Existing platforms are available to support research teams in a range of time-consuming manual tasks (Blaizot et al., 2022). Even with these expediencies, not all key activities within the overall review process have received equal attention in application and technique development (O’Connor et al., 2019; Scott et al., 2021). Only a few years ago (semi) automated screening approaches such as text-mining for processing full-texts were not commonly available (O’Mara-Eves et al., 2015). As relevant study details were not always included in abstracts and often appeared throughout and across various sections of a given study (including tables and figures) discussion turned toward development of data extraction methods supporting full-text corpora (Tsafnat et al., 2014). Today, researchers supporting evidence-based medicine benefit from more robust data extraction techniques; especially efforts targeting PICO-related elements (Schmidt et al., 2021). Software tools are available for data extraction (e.g., Abstracktr, Robot Reviewer, SWIFT-Review; see Blaizot et al., 2022, p. 359), however, they have received mixed reviews related to their respective effectiveness. Notwithstanding substantial methodological strides in recent years, limited multidisciplinary reviews evaluating application effectiveness in non-clinical contexts may offer some explanation for the reported delays in uptake outside of evidence-based medicine. Further, the nominal extant research comparing techniques applied in both clinical and social contexts suggests that existing tools may not “perform as well on ‘messy’ social science datasets” (Miwa et al., 2014; as cited in O’Mara-Eves et al., 2015, p. 16). Even within structured tabular reporting contexts (i.e., tables), our understanding of technology applicability and transferability across disciplines is limited (Holub et al., 2021).

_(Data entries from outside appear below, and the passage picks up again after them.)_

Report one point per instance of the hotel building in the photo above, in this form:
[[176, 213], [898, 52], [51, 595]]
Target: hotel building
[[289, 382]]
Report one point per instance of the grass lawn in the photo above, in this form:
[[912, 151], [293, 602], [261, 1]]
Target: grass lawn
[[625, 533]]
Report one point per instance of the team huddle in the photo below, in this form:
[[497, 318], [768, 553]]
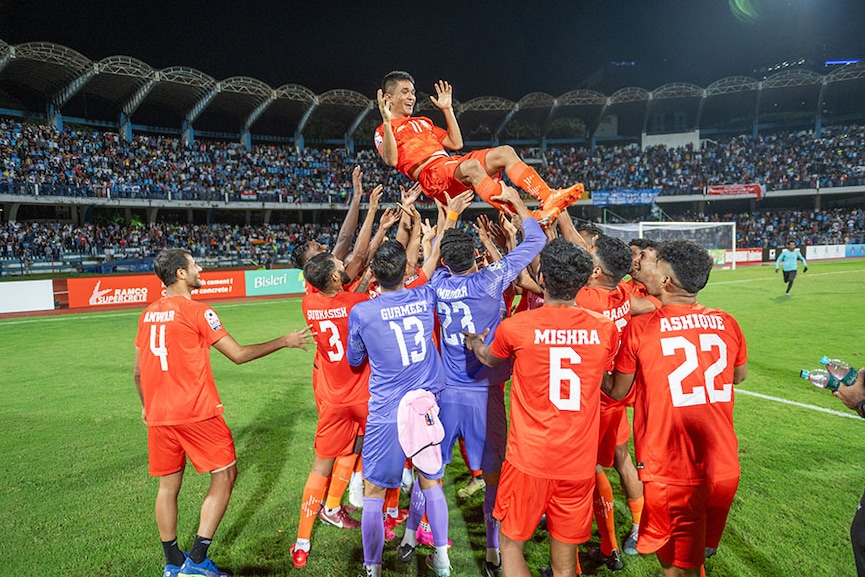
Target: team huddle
[[416, 337]]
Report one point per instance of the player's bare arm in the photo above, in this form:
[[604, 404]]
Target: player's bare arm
[[854, 394], [389, 218], [443, 100], [136, 377], [482, 229], [740, 373], [239, 354], [346, 231], [412, 250], [388, 150], [475, 343], [456, 205], [355, 265], [407, 200], [512, 198], [619, 386]]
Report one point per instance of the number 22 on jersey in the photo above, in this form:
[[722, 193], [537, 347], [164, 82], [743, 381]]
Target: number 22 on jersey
[[698, 395]]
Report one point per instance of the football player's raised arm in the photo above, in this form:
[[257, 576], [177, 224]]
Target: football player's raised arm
[[349, 224], [740, 373], [444, 102], [388, 150]]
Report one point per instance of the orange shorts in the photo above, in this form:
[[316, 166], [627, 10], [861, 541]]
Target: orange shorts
[[437, 177], [523, 499], [720, 501], [614, 431], [679, 522], [338, 427], [208, 444]]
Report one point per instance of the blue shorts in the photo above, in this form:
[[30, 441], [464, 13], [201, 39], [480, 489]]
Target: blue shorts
[[478, 416], [383, 457]]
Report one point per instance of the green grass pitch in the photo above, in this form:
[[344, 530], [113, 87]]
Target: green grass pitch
[[76, 498]]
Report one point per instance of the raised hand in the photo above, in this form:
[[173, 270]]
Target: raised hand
[[461, 201], [300, 338], [357, 180], [375, 197], [390, 217], [482, 227], [444, 95], [409, 196], [384, 106], [473, 340]]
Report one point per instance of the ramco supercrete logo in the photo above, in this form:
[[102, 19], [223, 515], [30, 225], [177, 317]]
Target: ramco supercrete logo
[[117, 296]]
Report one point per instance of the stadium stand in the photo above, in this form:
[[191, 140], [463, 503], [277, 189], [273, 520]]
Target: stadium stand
[[114, 159]]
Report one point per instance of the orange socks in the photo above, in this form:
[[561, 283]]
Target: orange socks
[[525, 177], [487, 189], [339, 478], [603, 504], [636, 507], [313, 493]]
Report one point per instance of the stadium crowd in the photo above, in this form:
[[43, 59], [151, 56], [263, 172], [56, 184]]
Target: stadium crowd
[[83, 163], [55, 240]]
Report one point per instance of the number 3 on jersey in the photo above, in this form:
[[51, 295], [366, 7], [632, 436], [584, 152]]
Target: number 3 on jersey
[[698, 395], [335, 348]]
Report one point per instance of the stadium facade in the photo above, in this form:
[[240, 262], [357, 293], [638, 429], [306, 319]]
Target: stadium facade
[[50, 82]]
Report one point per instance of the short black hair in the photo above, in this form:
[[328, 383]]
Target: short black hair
[[566, 268], [318, 269], [168, 262], [590, 228], [457, 249], [298, 253], [690, 262], [391, 78], [389, 264], [615, 255]]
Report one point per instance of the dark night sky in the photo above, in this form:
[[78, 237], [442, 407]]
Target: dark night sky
[[501, 48]]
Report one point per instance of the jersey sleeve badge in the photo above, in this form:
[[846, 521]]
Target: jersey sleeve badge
[[212, 319]]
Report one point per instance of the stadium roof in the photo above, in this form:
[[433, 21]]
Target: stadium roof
[[43, 78]]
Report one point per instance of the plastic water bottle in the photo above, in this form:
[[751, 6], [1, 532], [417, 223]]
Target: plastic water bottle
[[821, 378], [840, 370]]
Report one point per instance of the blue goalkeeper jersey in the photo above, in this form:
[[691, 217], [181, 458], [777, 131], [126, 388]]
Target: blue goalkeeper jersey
[[788, 260], [473, 302], [395, 331]]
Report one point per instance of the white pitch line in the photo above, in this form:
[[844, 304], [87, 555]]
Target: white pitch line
[[794, 403], [775, 278], [103, 315]]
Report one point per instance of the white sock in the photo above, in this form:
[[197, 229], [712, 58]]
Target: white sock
[[441, 559]]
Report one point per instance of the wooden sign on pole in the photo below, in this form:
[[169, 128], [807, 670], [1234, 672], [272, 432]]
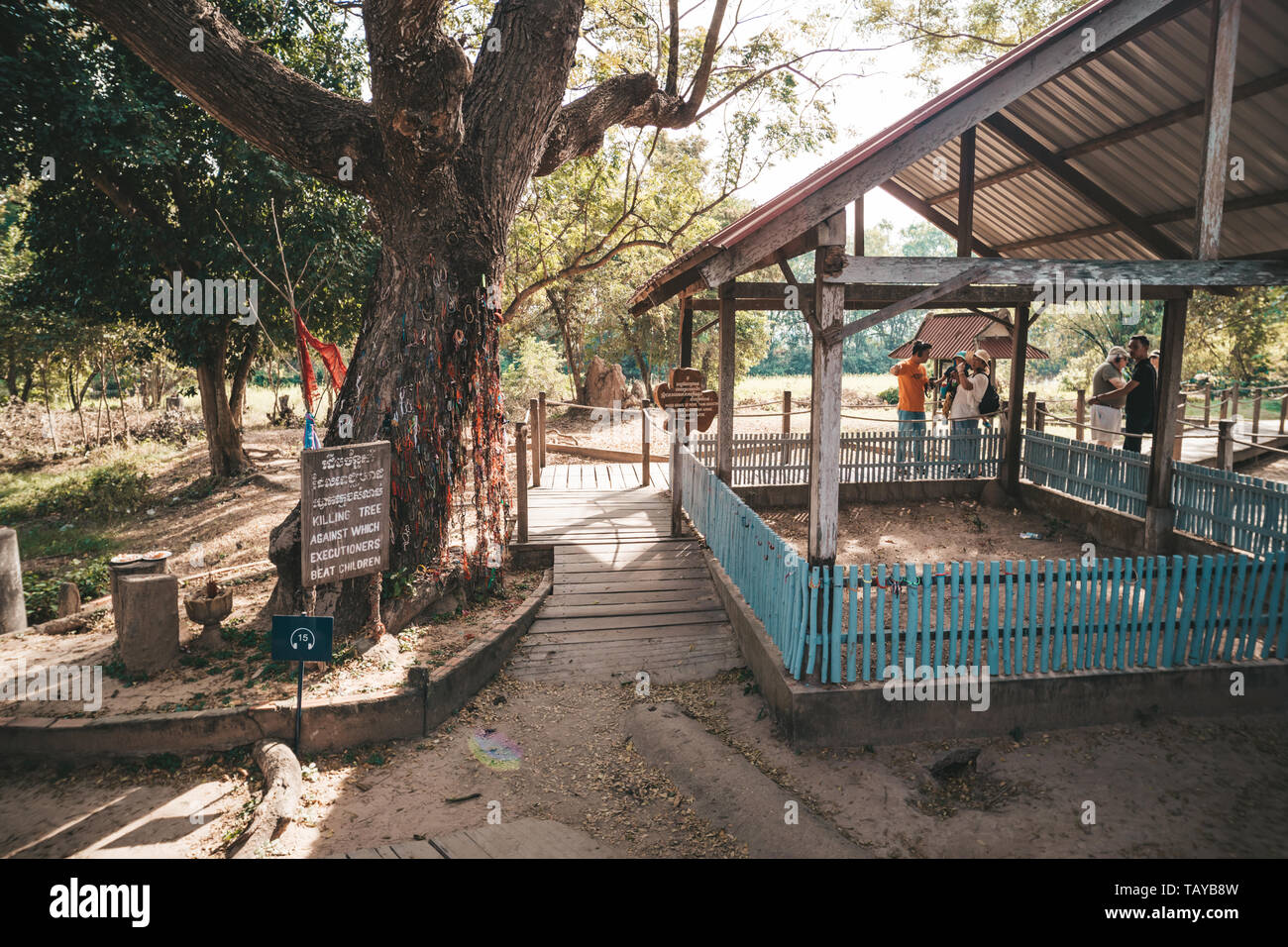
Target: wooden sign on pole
[[686, 393], [344, 512]]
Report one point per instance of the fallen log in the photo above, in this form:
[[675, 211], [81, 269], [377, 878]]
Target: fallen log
[[282, 787]]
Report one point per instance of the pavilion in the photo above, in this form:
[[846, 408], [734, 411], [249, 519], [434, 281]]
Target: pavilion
[[1138, 141]]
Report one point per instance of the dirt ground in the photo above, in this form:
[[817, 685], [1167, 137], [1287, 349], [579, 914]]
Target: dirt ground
[[1163, 788], [938, 531]]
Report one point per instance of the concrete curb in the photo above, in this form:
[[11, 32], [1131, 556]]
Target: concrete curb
[[329, 724], [855, 715]]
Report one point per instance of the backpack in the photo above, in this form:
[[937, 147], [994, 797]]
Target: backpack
[[990, 402]]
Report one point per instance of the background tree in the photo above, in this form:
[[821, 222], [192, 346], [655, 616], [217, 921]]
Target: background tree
[[138, 175]]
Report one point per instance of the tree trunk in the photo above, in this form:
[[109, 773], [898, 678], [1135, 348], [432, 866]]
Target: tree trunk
[[417, 384], [220, 414]]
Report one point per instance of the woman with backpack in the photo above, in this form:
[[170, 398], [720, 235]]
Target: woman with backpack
[[974, 385]]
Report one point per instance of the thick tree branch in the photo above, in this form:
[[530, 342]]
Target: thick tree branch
[[632, 101], [248, 90]]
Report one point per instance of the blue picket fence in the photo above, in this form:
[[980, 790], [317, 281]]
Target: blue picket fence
[[850, 622], [1244, 513], [1104, 475], [1231, 508]]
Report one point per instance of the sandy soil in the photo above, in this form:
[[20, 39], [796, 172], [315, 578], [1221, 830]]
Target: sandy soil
[[938, 531], [1160, 788]]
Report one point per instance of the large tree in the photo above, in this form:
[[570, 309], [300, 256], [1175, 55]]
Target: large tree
[[443, 153], [132, 178]]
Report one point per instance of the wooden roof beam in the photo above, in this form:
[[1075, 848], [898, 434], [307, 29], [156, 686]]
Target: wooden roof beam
[[1109, 205]]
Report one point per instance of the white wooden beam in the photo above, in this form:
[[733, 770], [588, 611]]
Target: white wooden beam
[[915, 141], [1216, 125], [1021, 272]]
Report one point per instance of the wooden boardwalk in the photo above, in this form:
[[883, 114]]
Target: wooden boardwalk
[[627, 596]]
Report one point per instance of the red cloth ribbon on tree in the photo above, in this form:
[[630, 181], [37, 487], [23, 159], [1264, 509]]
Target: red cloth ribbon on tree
[[327, 352]]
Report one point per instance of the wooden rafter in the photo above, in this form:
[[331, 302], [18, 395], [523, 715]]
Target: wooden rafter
[[1087, 188]]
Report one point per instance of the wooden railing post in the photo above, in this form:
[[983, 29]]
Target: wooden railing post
[[1180, 428], [787, 427], [645, 445], [1225, 445], [677, 487], [520, 454], [541, 428], [535, 416]]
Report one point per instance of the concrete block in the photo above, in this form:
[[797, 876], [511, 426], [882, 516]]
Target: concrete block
[[13, 604], [149, 628]]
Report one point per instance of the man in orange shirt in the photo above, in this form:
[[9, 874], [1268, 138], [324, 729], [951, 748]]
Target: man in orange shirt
[[912, 408]]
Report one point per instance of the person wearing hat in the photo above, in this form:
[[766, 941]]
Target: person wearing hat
[[973, 377], [913, 382], [1107, 419]]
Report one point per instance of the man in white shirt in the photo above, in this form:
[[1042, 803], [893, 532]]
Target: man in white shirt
[[1107, 419], [973, 377]]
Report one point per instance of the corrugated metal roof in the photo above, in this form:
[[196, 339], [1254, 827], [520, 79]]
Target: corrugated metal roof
[[949, 333], [1153, 174]]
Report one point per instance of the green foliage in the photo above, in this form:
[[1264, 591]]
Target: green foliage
[[102, 493], [40, 587], [535, 368]]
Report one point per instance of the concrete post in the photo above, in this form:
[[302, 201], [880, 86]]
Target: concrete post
[[13, 604], [149, 633], [1225, 444]]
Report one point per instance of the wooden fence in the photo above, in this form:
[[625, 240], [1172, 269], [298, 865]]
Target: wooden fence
[[867, 457]]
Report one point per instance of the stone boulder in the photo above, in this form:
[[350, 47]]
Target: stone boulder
[[605, 384]]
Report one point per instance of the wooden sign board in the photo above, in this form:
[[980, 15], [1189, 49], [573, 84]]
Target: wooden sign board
[[344, 512], [686, 392]]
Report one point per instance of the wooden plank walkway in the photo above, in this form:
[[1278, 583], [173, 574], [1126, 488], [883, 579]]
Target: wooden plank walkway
[[627, 596]]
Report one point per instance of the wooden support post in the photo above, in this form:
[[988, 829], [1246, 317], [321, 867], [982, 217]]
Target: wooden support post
[[787, 425], [520, 457], [1010, 468], [1225, 444], [541, 428], [677, 429], [1223, 44], [686, 331], [645, 442], [824, 442], [728, 355], [533, 414], [1159, 513], [966, 192]]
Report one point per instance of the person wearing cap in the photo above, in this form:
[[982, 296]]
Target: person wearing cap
[[913, 382], [1107, 419], [973, 379]]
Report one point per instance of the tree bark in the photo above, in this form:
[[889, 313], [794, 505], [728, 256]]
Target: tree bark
[[222, 421]]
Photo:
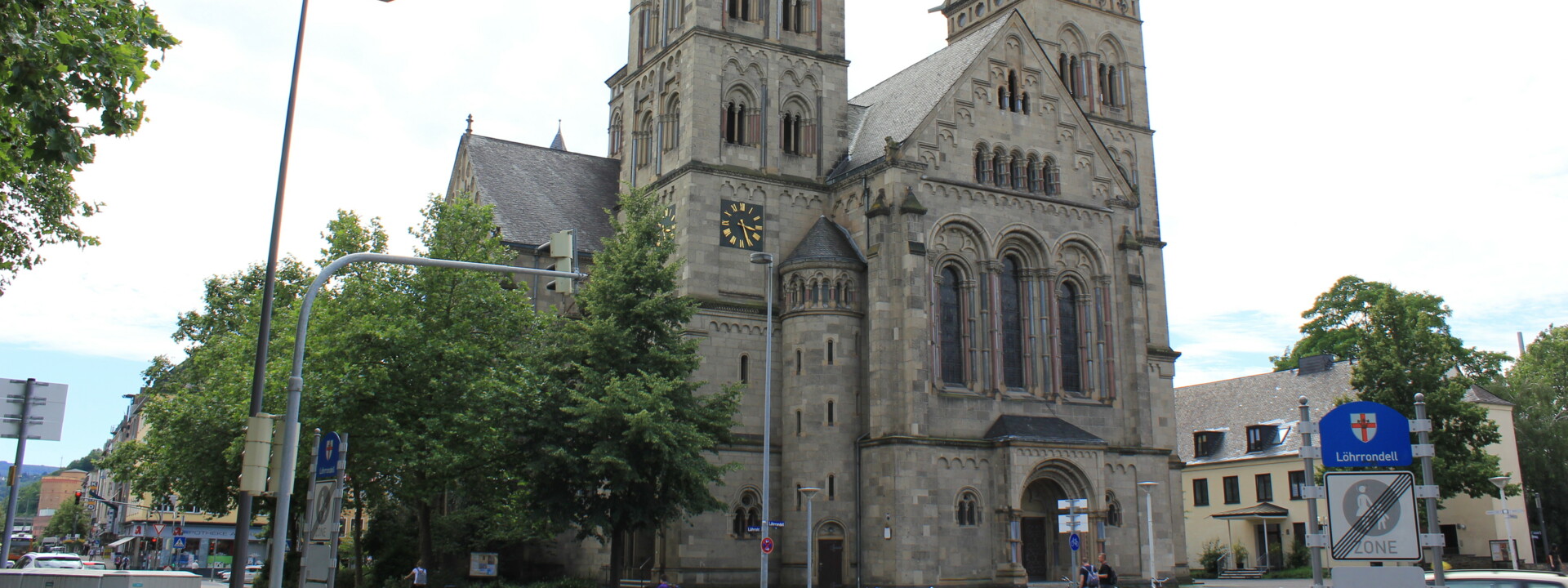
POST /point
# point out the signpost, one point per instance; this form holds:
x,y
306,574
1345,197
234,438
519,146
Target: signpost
x,y
1372,516
1365,434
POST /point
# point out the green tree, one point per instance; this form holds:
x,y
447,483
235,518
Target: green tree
x,y
56,57
629,446
1537,385
1402,345
71,518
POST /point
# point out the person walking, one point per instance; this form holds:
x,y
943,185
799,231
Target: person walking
x,y
1107,574
1087,574
419,574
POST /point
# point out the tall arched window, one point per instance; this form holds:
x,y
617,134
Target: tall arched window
x,y
746,516
1012,323
952,323
1068,334
968,511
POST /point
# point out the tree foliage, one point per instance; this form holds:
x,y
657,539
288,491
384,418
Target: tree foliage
x,y
1402,345
629,446
1537,385
57,57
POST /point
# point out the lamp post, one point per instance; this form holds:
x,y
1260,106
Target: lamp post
x,y
1503,499
811,532
767,408
242,519
1148,521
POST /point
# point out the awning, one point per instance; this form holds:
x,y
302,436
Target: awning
x,y
1250,513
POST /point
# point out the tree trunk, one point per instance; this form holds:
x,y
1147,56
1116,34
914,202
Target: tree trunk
x,y
427,552
617,557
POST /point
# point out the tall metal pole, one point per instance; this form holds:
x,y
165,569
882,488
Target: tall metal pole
x,y
243,510
1148,523
1310,470
296,375
1428,477
767,412
16,466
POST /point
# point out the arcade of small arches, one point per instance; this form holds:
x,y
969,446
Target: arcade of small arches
x,y
1018,172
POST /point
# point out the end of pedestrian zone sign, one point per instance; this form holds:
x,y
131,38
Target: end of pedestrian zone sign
x,y
1365,434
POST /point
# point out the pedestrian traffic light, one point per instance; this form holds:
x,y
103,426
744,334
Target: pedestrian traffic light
x,y
564,247
257,453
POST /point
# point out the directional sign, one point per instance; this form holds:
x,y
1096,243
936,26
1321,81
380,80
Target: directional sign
x,y
1372,516
1365,434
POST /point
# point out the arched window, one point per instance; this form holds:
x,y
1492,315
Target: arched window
x,y
671,122
746,516
1019,170
1012,323
1000,165
968,511
952,323
1068,336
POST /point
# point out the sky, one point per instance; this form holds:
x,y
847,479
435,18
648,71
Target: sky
x,y
1416,143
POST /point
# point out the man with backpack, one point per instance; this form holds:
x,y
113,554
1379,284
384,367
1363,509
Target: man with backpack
x,y
1107,574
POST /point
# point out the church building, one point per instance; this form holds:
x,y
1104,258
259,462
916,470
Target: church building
x,y
969,323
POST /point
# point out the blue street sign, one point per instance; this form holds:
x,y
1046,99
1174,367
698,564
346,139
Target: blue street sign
x,y
1365,434
327,457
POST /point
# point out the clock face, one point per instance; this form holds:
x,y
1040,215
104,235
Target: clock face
x,y
668,223
741,225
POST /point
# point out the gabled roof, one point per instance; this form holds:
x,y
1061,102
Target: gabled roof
x,y
538,190
898,105
1054,430
825,242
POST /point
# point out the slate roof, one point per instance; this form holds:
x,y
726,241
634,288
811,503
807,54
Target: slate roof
x,y
1040,429
538,190
825,242
898,105
1233,405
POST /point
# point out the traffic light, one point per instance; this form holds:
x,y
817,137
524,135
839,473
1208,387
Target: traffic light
x,y
257,453
564,247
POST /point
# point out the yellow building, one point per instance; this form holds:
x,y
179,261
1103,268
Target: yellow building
x,y
1244,470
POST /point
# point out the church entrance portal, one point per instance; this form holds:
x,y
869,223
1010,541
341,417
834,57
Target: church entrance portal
x,y
1046,554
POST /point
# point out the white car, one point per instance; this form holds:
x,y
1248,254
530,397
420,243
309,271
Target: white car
x,y
51,560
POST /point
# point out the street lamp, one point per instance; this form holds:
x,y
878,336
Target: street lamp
x,y
767,407
1148,521
243,502
811,532
1503,499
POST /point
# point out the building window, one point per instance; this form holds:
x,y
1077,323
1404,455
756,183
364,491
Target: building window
x,y
1068,332
1206,444
1261,438
746,518
1200,491
1012,325
951,325
968,513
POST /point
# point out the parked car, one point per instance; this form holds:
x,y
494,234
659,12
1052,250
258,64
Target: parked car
x,y
250,574
51,560
1501,579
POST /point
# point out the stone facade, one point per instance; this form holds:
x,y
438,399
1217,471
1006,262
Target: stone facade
x,y
969,315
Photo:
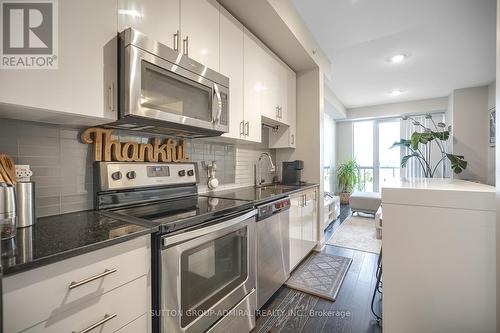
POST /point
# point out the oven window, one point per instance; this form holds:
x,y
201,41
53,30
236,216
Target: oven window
x,y
210,271
166,91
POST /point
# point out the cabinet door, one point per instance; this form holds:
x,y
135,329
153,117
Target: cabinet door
x,y
77,86
200,31
273,80
159,19
295,229
285,136
254,86
309,217
290,111
231,65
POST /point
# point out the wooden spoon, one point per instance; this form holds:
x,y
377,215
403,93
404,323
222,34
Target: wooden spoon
x,y
9,167
4,176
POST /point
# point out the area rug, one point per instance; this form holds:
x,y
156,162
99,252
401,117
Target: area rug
x,y
320,274
357,233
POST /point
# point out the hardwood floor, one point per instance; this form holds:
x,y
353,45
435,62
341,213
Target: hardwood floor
x,y
294,311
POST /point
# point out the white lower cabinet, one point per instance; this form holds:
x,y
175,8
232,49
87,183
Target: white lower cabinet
x,y
78,292
303,224
107,313
136,326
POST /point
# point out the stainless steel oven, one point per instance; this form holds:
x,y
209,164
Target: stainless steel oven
x,y
162,90
208,272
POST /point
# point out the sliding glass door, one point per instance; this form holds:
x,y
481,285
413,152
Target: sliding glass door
x,y
371,147
389,131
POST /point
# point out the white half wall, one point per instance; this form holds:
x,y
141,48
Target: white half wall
x,y
470,130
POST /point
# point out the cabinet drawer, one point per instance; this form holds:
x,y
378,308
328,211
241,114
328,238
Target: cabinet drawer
x,y
45,292
106,313
141,324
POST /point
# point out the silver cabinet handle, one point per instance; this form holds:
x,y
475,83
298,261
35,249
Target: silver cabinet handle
x,y
97,324
176,41
76,284
111,97
185,45
242,128
247,128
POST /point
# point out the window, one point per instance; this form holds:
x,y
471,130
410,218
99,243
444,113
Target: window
x,y
329,153
363,153
378,163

Serving as a model for the present study, Schmidt et al. (2021) reviews tools and techniques available for (semi) automated extraction of data elements pertinent to synthesizing the effects of healthcare interventions (see Higgins et al., 2022). Their noteworthy living review is exploring a range of data-mining and text classification methods for systematic reviews. The authors uncovered that early often employed approaches (e.g., rule-based extraction) gave way to classical machine-learning (e.g., naïve Bayes and support vector machine classifiers), and more recently, trends indicate increased application of deep learning architectures such as neural networks and word embeddings (for yearly trends in reported systems architectures, see Schmidt et al., 2021, p. 8). Overall, the future of automated data extraction for systematic reviews and meta-analytic research is very bright. As the earlier (i.e., preliminary) stages of the systematic review process have experienced rapid advancement in functionality and capability, development of techniques for all stages is foreseeable in the near future. Just as software tools and data extraction techniques vary in scope, purpose, and financial commitment, so too will research questions, goals, and study designs. Interdisciplinary groups and applied researchers alike call for increased collaboration to spur innovation and further advance the state of computer-assisted evidence synthesis (O’Mara-Eves et al., 2015; O’Connor et al., 2019). Though it can be inferred that not all developments spawned by the medical sciences community are easily transferrable to social sciences, necessity in fields inundated with new evidence production has carved a path for other disciplines; a path in which challenges and opportunities are openly displayed to serve as a foundation for the entire systematic review community to build upon. Additional inquiries surrounding approaches applied in social sciences may introduce previously unencountered demands that spur innovation and create valuable contributions for the entire systematic review community.
A LSR involves similar resource demands as would a static review, but is ongoing (i.e., continually reprised). The methodological rationale for selecting LSR for the proposed study is based predominantly on the pace of emerging evidence (Khamis et al., 2019). Given the uncertainty surrounding existing evidence, and the rapid pace of technological advancement, continual surveillance will allow for faster presentation of new and emergent information that may impact findings and offer value for readers (Elliott et al., 2014, 2017). Further, as this review targets published articles, the LSR methodology provides for continual search and retrieval to identify newly developed tools or techniques for which associated publications may not yet be available during previous searches. The following sections present the planned methodological approach of our living review.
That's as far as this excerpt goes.